Gibraltar Charles V Wall

The Charles V Wall extends in four stages from The Apes Den at Queens Gate to the top ridge of the Rock where another large pack of Apes live. The wall is a spectacular feature on the west side of the Rock, from a military point of view, its zigzag design is a highly effective way of defending a steep incline in an effective and efficient manor.

The Charles V Wall is effectively the quickest way of getting to the top of the Rock if you are walking, particularly if you are trying to get to the top from town using the old Public footpath

The Bonita Trust, in collaboration with the Gibraltar Government restored the Charles V Wall at the beginning of 2008 for the enjoyment of walkers.
WARNING

If you encounter Rock Apes on the wall, DO NOT MAKE EYE CONTACT just walk quietly past and make sure you are not holding any food or sweets or have any bags open. The apes will approach you with extreme vigour if they see an open bag containing food or confectionery. Make sure all bags are closed.
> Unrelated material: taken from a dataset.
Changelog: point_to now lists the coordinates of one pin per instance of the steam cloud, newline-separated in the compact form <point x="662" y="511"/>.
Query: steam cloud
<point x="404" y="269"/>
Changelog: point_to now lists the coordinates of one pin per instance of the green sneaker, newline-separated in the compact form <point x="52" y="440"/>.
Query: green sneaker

Various sources give different dates and accounts of the building of the wall, one account suggests 1552, another 1540 and the plaque on the wall at Queens Gate (shown in the photograph below) suggests the wall was built in 1575 under the instruction of Philip ll of Spain (son of Charles V).

Most historians believe the wall was built in 1540. It was also in 1540 that the town was sacked by pirates led by the Turkish corsair Hali Hamat, the direction of attack was from the southern approaches to the town. The inhabitants subsequently requested the strengthening of the towns defences. In 1552 Charles V sent engineer Giovanni Battista Calvi to strengthen the defences of Gibraltar and it is believed that the wall in its present form originates from this period of renovation.

When viewed from Queens Gate adjacent to the Apes Den you can see the wall extending down hill to South Port Gates meeting with the city walls at the sea front. This lower section of the wall can no longer be walked on. The upper section of the wall discussed here continues up hill to St Michael’s Gate at the highest point.

In the past the various stages of the wall had gun batteries containing various pieces of artillery. Two of these areas were turned into picnic areas during the 2008 refurbishment. This may turn out be bit fool hardy since the Rock Apes can become extremely troublesome when they detect food or see open bags with food in them. It can result in a traumatic experience for some people especially young children.